Single by Alabama

from the album Mountain Music
- B-side: "Never Be One"
- Released: January 22, 1982 (U.S.)
- Recorded: 1981
- Genre: Country, bluegrass
- Length: 3:39 (single edit) 4:12 (album version)
- Label: RCA Nashville 13019
- Songwriter: Randy Owen
- Producers: Harold Shedd and Alabama

Alabama singles chronology
| "Love in the First Degree" (1981) | "Mountain Music" (1982) | "Take Me Down" (1982) |

Audio
- "Mountain Music" on YouTube

Music video
- "Mountain Music" on YouTube

= Mountain Music (song) =

"Mountain Music" is a song recorded by American country music band Alabama, written by lead singer Randy Owen. It was released in January 1982 as the lead-off single and title track to Alabama's album Mountain Music.

==About the song==
"Mountain Music" — a song melding the Southern rock and bluegrass genres — has variously been described by country music writers as "a modern country classic" and a song that "practically defined what country groups have strived to accomplish."

According to Randy Owen's book Born Country, "Mountain Music" took him three years to write. He wanted to put his childhood experiences into a song.

The song references chert rocks, which according to the band is one song lyric that is commonly misheard.

===Vocals===
"Mountain Music" is one of the few Alabama songs where solo vocals can prominently be heard from band members Teddy Gentry and Jeff Cook (in the song's third verse, where lead singer Owen trades off lead vocals with his bandmates).

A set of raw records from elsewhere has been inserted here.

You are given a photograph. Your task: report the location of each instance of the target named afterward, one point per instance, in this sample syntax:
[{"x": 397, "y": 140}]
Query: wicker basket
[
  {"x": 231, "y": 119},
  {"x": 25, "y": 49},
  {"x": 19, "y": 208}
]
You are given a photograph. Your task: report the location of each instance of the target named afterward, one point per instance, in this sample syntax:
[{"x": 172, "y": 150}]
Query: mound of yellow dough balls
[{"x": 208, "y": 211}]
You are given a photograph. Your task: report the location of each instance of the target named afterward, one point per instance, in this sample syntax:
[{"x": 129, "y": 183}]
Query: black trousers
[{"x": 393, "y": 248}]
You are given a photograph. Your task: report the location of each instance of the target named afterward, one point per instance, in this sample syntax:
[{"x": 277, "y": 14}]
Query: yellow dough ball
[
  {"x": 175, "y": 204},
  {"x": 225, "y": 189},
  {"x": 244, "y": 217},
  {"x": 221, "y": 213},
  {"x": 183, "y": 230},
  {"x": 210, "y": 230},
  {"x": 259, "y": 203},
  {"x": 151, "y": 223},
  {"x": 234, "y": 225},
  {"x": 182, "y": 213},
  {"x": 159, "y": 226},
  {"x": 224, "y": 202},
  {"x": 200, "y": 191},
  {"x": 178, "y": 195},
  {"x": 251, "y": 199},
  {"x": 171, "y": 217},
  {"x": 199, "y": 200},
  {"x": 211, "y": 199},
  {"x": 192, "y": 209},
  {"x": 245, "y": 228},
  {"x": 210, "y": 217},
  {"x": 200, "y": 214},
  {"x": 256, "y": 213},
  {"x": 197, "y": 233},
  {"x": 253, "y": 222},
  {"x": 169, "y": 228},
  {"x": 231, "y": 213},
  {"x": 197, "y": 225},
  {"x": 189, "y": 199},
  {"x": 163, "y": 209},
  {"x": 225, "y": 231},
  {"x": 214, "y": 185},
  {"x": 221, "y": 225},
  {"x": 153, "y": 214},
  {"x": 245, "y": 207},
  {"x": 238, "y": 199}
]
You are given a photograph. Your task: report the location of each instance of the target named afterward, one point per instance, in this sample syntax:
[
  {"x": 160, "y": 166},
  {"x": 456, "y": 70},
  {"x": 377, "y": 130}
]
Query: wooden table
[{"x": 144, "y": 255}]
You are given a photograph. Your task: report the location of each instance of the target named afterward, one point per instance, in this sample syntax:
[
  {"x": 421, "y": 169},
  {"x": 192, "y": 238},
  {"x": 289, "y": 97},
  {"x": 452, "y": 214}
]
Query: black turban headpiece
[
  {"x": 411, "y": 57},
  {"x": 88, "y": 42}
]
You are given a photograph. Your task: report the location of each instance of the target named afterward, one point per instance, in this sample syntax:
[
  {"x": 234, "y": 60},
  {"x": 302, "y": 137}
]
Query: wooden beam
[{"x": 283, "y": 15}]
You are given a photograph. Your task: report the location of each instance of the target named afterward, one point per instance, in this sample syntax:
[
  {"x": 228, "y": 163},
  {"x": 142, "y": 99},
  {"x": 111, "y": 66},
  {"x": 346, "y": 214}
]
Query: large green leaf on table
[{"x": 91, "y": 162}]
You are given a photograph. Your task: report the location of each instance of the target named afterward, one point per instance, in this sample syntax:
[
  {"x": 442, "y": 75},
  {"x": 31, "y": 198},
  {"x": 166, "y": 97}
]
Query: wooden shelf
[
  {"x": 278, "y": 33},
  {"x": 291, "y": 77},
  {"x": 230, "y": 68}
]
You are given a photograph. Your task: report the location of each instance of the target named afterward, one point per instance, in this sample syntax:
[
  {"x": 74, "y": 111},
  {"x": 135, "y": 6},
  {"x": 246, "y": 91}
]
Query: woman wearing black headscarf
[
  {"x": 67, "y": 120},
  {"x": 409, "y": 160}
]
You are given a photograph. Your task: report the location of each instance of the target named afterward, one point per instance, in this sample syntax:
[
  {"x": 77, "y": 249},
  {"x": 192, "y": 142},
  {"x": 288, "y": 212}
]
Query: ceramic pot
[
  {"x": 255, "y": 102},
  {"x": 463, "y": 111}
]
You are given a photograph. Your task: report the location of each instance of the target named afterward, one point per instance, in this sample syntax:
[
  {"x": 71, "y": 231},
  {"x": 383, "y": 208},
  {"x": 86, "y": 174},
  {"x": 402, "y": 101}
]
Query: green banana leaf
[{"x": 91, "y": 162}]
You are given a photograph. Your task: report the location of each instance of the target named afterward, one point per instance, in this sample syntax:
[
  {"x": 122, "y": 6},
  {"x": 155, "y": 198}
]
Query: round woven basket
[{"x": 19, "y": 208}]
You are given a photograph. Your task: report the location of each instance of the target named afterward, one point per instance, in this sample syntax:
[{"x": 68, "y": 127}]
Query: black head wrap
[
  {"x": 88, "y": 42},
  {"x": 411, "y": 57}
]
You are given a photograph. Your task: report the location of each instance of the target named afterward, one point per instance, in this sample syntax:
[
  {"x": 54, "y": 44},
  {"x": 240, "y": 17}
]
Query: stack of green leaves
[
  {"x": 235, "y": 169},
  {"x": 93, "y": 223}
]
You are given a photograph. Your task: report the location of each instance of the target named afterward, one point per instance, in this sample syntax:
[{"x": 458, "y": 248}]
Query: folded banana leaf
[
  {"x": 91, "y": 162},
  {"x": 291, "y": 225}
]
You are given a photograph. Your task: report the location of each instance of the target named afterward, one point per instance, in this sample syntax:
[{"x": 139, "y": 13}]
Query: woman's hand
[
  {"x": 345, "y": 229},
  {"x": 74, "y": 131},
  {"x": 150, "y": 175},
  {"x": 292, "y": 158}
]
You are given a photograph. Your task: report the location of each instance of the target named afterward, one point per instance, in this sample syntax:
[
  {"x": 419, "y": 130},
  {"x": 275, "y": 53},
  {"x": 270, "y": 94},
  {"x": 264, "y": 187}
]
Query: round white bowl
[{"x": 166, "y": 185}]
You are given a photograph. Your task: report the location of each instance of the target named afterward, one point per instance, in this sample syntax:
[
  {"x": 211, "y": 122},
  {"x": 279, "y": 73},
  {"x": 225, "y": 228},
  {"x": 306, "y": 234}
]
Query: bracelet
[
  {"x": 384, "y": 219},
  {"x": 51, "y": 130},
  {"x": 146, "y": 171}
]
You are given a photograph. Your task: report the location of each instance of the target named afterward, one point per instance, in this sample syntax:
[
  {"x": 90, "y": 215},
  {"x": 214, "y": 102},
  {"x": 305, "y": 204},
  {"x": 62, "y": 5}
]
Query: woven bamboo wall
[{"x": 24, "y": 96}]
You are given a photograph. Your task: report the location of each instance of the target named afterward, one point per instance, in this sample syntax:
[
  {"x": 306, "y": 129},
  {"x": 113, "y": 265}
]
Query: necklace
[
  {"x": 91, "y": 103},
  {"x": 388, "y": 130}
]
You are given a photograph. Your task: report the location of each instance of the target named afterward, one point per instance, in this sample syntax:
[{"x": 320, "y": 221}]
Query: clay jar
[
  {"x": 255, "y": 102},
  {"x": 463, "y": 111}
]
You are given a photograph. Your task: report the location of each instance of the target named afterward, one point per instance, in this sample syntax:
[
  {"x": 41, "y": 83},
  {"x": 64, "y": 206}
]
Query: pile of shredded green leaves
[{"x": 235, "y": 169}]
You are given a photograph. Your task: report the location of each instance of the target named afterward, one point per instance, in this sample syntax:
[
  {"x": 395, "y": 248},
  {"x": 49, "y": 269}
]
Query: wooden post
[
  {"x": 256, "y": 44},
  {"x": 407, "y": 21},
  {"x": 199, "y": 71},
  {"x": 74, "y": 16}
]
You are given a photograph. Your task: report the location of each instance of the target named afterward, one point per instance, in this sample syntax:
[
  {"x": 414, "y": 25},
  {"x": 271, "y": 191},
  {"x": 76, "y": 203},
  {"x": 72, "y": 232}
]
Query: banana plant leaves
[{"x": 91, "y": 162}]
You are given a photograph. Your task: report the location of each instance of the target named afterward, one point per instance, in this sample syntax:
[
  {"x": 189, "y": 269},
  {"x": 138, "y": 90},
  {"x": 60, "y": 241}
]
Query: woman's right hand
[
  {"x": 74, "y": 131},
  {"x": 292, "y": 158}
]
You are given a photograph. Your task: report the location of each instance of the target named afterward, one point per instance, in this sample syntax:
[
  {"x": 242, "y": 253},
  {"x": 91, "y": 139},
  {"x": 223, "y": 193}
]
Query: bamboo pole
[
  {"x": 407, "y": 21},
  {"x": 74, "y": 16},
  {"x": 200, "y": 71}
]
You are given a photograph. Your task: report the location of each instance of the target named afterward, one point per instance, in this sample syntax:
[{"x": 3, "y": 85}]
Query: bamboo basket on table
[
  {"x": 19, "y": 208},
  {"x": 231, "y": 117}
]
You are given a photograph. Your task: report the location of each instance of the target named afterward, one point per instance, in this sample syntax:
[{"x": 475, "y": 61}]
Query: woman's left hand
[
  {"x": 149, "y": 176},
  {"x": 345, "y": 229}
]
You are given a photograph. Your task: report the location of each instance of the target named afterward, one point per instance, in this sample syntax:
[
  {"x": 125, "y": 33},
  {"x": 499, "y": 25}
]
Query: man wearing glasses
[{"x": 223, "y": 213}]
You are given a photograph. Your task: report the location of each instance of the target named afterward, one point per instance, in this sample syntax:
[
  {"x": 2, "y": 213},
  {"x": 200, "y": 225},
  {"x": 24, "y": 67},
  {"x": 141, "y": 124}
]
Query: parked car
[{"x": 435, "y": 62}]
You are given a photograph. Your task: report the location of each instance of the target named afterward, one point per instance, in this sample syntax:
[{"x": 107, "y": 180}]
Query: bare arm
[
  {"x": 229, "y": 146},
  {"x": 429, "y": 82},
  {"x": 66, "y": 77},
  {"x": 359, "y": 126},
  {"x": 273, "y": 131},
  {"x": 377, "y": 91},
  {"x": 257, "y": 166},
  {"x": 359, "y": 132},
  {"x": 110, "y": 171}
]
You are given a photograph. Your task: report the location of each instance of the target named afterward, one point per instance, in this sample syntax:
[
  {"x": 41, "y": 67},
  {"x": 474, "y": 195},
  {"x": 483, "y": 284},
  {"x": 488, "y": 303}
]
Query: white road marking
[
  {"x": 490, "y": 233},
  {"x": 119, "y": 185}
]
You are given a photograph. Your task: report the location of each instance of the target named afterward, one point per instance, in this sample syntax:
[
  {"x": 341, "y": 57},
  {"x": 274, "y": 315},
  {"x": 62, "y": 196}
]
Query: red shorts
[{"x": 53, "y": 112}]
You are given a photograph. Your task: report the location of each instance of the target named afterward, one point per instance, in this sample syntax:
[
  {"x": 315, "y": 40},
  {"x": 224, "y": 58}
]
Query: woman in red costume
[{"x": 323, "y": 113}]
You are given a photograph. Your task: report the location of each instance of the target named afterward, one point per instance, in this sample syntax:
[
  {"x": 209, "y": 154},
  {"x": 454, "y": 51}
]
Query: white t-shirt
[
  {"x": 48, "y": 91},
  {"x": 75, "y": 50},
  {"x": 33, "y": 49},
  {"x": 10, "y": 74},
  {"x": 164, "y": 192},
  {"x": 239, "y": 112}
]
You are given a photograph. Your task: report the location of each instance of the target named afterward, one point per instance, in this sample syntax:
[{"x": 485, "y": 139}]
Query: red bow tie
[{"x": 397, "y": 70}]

Brad Paisley's 2011 single "Old Alabama" incorporates the bridge from "Mountain Music", again sung by Owen, Gentry and Cook.

==Single and album edits==
The single edit to "Mountain Music", released for retail sale and radio airplay, cuts the following from the album version:

- The introduction, in which an old mountain philosopher speaks about someday climbing a mountain. This Walter Brennan impression was done by Bob Martin, a guitar handler and roadie with the band. It refers to a song Brennan recorded called "Old Rivers", which repeats the line "... one of these days I'm gonna climb that mountain..." A harmonica solo can also be heard at the very beginning.
- A series of guitar riffs slowly builds in tempo from slow to very fast. This is nestled between the third refrain and the fast-tempoed fiddle-heavy musical bridge before the finalé.

==Cover versions==
Country music duo Montgomery Gentry covered the song from the television special George Strait: ACM Artist of the Decade All Star Concert.

==Critical reception==
In 2024, Rolling Stone ranked the song #61 on its 200 Greatest Country Songs of All Time.

==Charts==
Released in January 1982, "Mountain Music" became Alabama's sixth No. 1 song on Billboard magazine's Hot Country Singles chart the same week the Academy of Country Music named the group the Top Vocal Group and Entertainer of the Year.

To date, "Mountain Music" remains one of the group's most popular songs.

===Weekly charts===

| Chart (1982) | Peak position |
|---|---|
| US Hot Country Songs (Billboard) | 1 |
| US Bubbling Under Hot 100 (Billboard) | 1 |
| Canadian RPM Country Tracks | 1 |
| Canadian RPM Adult Contemporary Tracks | 1 |

===Year-end charts===

| Chart (1982) | Position |
|---|---|
| US Hot Country Songs (Billboard) | 24 |

==Certifications==

Certifications for Mountain Music
| Region | Certification | Certified units/sales |
| United States (RIAA) | Platinum | 1,000,000^{‡} |
^{‡} Sales+streaming figures based on certification alone.